I know this has been asked before here there and everywhere but i can't get a clear explanation so i'm going to pitch it again. So what is all of the fuss about using a singleton to control the db connection in your web app? Some like it some hate it i don't understand it. From what I've read, "it's to ensure that there is always only one active connection to your DB". I mean why is that a good thing? 1 active DB connection on a data driven web app processing multiple requests per second spells trouble doesn't it? For whatever reason nobody can properly explain this. I've been all over the web. I know i'm thick.
Assuming Java here, but is relevant to most other technologies as well.
I'm not sure whether you've confused the use of a plain singleton with a service locator. Both of them are design patterns. The service locator pattern is used by applications to ensure that there is a single class entrusted with the responsibility of obtaining and providing access to databases, files, JMS queues, etc.
Most service locators are implemented as singletons, since there is no need for multiple service locators to do the same job. Besides, it is useful to cache information obtained from the first lookup that can be later used by other clients of the service locator.
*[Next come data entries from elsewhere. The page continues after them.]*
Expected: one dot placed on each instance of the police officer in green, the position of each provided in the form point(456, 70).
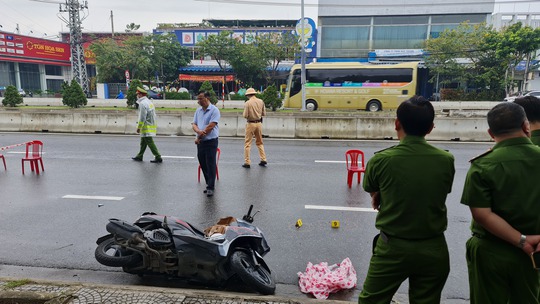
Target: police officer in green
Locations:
point(501, 191)
point(408, 184)
point(147, 126)
point(531, 105)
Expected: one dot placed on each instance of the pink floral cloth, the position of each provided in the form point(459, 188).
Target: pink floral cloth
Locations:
point(321, 279)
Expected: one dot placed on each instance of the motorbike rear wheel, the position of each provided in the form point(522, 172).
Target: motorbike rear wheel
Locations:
point(110, 254)
point(257, 277)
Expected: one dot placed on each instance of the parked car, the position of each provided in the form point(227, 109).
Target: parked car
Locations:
point(527, 93)
point(154, 95)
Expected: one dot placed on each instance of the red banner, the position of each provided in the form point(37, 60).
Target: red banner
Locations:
point(201, 78)
point(24, 47)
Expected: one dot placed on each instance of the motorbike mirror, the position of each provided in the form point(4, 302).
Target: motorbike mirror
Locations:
point(165, 225)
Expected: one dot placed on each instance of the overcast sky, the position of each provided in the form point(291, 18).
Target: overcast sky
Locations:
point(38, 18)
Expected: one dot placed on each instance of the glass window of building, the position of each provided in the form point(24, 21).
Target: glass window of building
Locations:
point(54, 85)
point(399, 37)
point(7, 74)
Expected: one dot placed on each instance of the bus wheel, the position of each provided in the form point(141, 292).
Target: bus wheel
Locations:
point(311, 105)
point(373, 106)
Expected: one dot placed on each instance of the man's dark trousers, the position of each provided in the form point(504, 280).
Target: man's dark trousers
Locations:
point(206, 153)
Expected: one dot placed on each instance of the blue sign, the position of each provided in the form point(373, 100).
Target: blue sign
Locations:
point(310, 36)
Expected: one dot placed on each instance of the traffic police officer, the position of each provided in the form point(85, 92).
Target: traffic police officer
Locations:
point(147, 126)
point(408, 184)
point(500, 190)
point(531, 105)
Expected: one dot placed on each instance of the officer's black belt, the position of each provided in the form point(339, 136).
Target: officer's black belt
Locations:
point(385, 237)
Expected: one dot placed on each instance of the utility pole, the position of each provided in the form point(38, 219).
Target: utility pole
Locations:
point(112, 25)
point(78, 64)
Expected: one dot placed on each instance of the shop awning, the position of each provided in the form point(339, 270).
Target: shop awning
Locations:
point(216, 69)
point(202, 78)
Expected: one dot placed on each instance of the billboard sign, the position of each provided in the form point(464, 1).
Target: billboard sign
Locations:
point(32, 49)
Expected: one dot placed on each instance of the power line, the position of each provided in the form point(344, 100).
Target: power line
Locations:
point(374, 5)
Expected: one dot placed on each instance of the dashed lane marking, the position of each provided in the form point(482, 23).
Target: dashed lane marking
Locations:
point(338, 208)
point(331, 161)
point(105, 198)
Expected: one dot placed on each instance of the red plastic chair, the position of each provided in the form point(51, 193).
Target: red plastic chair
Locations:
point(4, 160)
point(33, 155)
point(355, 164)
point(218, 153)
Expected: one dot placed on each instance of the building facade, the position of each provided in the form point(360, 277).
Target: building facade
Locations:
point(33, 64)
point(350, 29)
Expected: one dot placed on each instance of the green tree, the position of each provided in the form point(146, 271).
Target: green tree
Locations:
point(462, 56)
point(132, 92)
point(12, 97)
point(207, 86)
point(275, 48)
point(73, 95)
point(514, 44)
point(271, 98)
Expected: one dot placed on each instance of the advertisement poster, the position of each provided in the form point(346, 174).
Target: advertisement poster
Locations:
point(187, 38)
point(35, 50)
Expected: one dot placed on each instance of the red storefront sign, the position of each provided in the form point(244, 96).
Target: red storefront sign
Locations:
point(20, 48)
point(201, 78)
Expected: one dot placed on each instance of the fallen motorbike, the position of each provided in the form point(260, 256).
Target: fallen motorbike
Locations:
point(158, 244)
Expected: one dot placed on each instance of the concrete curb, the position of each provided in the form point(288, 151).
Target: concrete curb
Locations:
point(38, 291)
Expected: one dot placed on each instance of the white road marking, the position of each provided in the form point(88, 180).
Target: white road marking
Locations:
point(107, 198)
point(338, 208)
point(331, 161)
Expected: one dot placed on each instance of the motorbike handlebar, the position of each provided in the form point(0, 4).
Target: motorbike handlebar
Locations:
point(248, 218)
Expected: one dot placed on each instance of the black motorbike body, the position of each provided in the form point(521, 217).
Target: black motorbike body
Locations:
point(158, 244)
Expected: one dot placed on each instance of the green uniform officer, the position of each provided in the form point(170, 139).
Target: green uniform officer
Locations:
point(409, 184)
point(147, 126)
point(531, 105)
point(504, 201)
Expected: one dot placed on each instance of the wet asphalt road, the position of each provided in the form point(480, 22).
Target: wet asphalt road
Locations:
point(41, 228)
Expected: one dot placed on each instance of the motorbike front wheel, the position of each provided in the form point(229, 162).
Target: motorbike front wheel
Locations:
point(257, 277)
point(111, 254)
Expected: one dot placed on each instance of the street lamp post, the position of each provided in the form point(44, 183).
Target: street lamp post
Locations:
point(303, 57)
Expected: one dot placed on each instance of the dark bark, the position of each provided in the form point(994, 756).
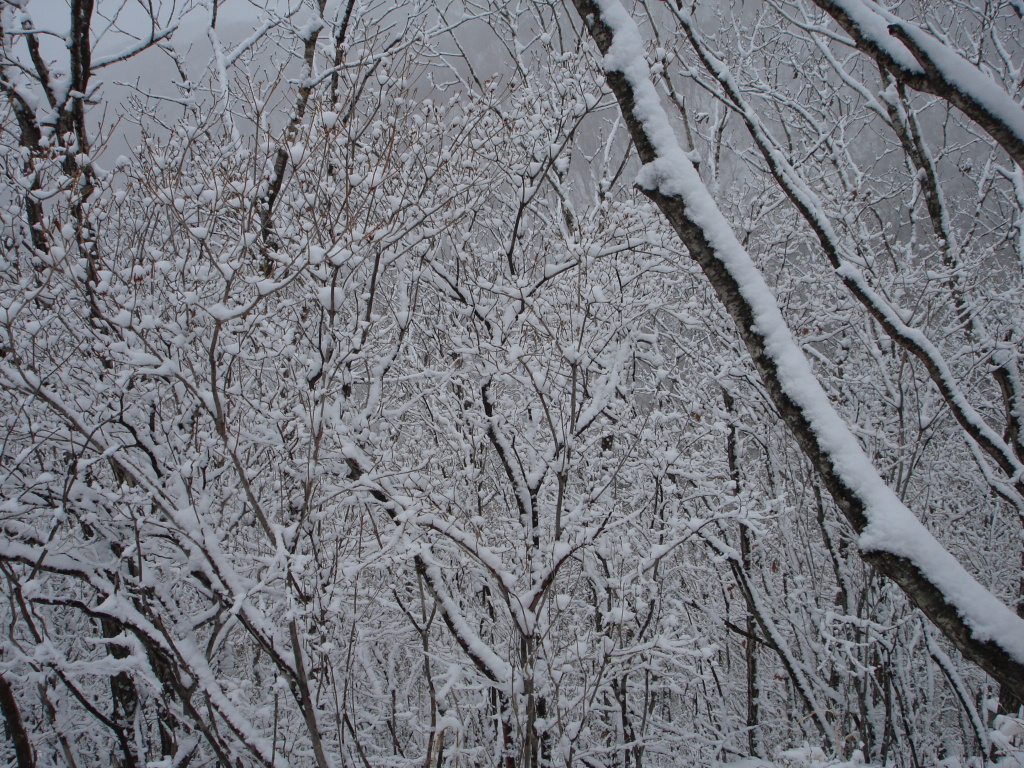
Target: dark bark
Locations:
point(993, 658)
point(929, 79)
point(15, 726)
By the way, the argument about
"it's to ensure that there is always
only one active connection to your DB"
is false and misleading. It is quite possible that the connection can be closed/reclaimed if left inactive for quite a long period of time. So caching a connection to the database is frowned upon. There is one deviation from this argument; "re-using" the connection obtained from the connection pool is encouraged as long as you do so with the same context, i.e. within the same HTTP request, or user request (whichever is applicable). This done obviously, from the point of view of performance, since establishing new connections can prove to be an expensive operation.
High-performance (or even medium-performance) web apps use database connection pooling, so one DB connection can be shared among many web requests. The singleton is usually the object which manages this pool. I think the motivation for using a singleton is to idiot-proof against maintenance programmers that might otherwise instantiate many of these objects needlessly.
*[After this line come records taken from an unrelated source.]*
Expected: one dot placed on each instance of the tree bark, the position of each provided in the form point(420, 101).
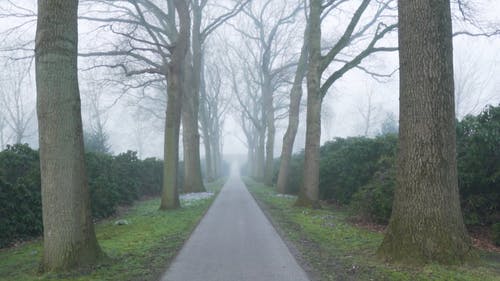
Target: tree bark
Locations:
point(426, 223)
point(293, 118)
point(193, 181)
point(69, 237)
point(260, 156)
point(271, 130)
point(170, 196)
point(309, 192)
point(205, 123)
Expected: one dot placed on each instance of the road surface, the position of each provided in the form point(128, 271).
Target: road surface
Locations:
point(235, 242)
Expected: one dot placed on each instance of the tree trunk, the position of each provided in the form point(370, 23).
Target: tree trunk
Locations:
point(170, 196)
point(260, 156)
point(309, 193)
point(205, 123)
point(69, 237)
point(293, 117)
point(193, 181)
point(271, 130)
point(426, 223)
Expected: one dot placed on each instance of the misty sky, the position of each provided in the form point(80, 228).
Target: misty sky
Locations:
point(476, 59)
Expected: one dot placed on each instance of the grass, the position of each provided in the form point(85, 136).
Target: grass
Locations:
point(141, 250)
point(334, 249)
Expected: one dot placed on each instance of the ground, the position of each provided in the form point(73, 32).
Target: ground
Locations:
point(141, 249)
point(332, 247)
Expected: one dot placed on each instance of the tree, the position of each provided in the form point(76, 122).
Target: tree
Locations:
point(175, 74)
point(69, 237)
point(18, 111)
point(365, 36)
point(426, 224)
point(293, 117)
point(193, 181)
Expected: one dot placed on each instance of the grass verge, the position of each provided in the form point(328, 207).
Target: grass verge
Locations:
point(140, 250)
point(334, 249)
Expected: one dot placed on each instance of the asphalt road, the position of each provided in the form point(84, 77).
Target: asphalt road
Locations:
point(235, 242)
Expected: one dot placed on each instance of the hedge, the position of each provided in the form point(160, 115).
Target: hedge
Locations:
point(113, 180)
point(360, 172)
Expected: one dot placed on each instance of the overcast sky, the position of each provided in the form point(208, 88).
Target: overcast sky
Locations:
point(342, 105)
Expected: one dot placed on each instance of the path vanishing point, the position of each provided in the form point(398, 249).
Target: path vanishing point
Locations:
point(235, 242)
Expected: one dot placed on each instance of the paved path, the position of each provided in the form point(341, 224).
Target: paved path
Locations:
point(235, 242)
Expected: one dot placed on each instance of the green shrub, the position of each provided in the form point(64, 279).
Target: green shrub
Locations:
point(495, 230)
point(374, 200)
point(478, 153)
point(20, 199)
point(347, 164)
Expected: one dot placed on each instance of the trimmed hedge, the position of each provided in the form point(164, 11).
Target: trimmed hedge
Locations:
point(360, 171)
point(113, 180)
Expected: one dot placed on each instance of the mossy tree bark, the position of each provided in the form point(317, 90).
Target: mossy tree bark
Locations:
point(426, 223)
point(309, 193)
point(318, 86)
point(170, 196)
point(293, 118)
point(69, 237)
point(193, 181)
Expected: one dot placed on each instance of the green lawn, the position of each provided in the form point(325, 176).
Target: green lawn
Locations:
point(140, 250)
point(336, 250)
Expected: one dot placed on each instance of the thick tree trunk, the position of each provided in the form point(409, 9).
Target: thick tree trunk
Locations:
point(271, 130)
point(289, 138)
point(260, 156)
point(170, 196)
point(293, 118)
point(205, 123)
point(193, 181)
point(426, 223)
point(309, 193)
point(69, 237)
point(217, 157)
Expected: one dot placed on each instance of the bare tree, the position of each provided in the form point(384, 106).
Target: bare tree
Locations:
point(426, 224)
point(363, 34)
point(18, 112)
point(267, 42)
point(193, 70)
point(293, 117)
point(369, 114)
point(69, 237)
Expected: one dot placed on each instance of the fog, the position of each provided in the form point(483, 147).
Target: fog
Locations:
point(133, 118)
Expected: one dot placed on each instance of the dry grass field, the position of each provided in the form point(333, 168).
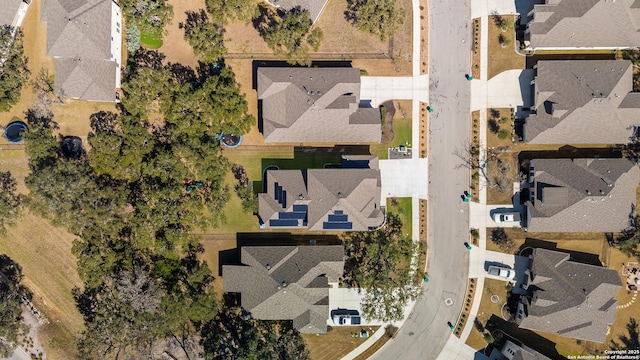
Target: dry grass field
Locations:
point(334, 344)
point(49, 269)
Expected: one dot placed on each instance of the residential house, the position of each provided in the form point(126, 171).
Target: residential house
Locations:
point(12, 13)
point(583, 24)
point(314, 105)
point(286, 283)
point(578, 195)
point(583, 102)
point(568, 298)
point(510, 350)
point(314, 7)
point(346, 198)
point(84, 37)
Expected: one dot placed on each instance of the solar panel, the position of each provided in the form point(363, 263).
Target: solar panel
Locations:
point(275, 191)
point(327, 225)
point(283, 222)
point(300, 208)
point(338, 218)
point(292, 215)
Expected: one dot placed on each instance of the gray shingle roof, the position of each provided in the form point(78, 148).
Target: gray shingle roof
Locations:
point(583, 102)
point(86, 78)
point(569, 298)
point(585, 24)
point(314, 7)
point(286, 283)
point(79, 38)
point(315, 105)
point(355, 192)
point(576, 195)
point(8, 11)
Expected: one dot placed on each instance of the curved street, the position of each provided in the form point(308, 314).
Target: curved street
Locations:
point(425, 333)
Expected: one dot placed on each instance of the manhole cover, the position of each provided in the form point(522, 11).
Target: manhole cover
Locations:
point(448, 301)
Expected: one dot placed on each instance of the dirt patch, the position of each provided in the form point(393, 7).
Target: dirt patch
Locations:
point(336, 343)
point(475, 58)
point(424, 37)
point(502, 54)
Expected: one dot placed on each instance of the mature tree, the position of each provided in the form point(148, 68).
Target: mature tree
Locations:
point(243, 10)
point(231, 335)
point(12, 293)
point(206, 37)
point(10, 201)
point(380, 263)
point(244, 189)
point(289, 34)
point(44, 94)
point(379, 17)
point(149, 16)
point(13, 67)
point(133, 39)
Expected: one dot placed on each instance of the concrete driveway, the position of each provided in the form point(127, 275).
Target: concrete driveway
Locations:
point(425, 333)
point(378, 89)
point(399, 178)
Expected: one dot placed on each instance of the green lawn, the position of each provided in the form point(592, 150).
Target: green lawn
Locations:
point(254, 161)
point(403, 209)
point(401, 136)
point(150, 41)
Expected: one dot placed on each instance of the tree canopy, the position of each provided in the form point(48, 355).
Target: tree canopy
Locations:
point(13, 68)
point(10, 201)
point(288, 33)
point(206, 37)
point(379, 17)
point(379, 262)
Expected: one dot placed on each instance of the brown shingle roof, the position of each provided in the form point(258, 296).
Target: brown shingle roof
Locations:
point(315, 105)
point(570, 298)
point(585, 24)
point(286, 283)
point(326, 193)
point(576, 195)
point(583, 102)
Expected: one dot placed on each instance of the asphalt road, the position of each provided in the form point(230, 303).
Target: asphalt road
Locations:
point(424, 334)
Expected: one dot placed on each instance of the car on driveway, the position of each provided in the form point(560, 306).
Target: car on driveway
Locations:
point(345, 317)
point(502, 272)
point(512, 216)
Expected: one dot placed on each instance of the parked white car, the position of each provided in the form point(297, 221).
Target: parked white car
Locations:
point(506, 217)
point(502, 272)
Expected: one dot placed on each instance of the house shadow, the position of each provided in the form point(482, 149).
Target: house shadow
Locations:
point(577, 256)
point(528, 337)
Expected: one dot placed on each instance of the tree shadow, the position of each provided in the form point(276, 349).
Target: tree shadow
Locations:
point(632, 341)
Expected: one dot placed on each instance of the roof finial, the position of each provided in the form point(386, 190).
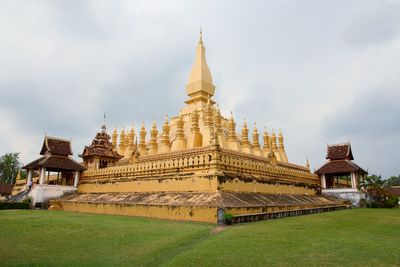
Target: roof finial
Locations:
point(201, 37)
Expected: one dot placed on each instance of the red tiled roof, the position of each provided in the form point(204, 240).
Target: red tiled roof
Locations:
point(341, 151)
point(56, 146)
point(339, 166)
point(6, 189)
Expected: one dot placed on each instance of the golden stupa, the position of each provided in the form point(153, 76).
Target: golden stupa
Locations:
point(195, 167)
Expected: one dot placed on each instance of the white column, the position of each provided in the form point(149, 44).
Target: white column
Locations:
point(76, 179)
point(30, 174)
point(323, 181)
point(42, 175)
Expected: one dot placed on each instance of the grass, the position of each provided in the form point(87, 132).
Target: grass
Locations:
point(362, 237)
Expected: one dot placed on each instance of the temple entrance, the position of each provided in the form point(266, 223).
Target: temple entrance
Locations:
point(338, 180)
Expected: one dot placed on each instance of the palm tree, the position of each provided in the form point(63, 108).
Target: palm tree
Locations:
point(373, 187)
"it's to ensure that there is always only one active connection to your DB." I think that would be better stated as to ensure each CLIENT has only one active connection to your DB. The reason why this is incredibly important is because you want to prevent deadlocks. If I have TWO open database connections (as a client) I might be updating on one connection, then I might try to update the same row in another connection. This will a deadlock which the database cannot detect. So, the idea of the singleton is basically to make sure that there is ONE object who is charge of handing out database connections to each client. Basically. You don't HAVE to have a singleton for this, but most people will tell you it just makes sense that the system only has one.
You're right--usually this isn't what you want.
However, there are plenty of cases where you need to throttle yourself down to a single connection. By serializing your access to the database through a singleton, you can address other issues or constraints like load, bandwidth, etc.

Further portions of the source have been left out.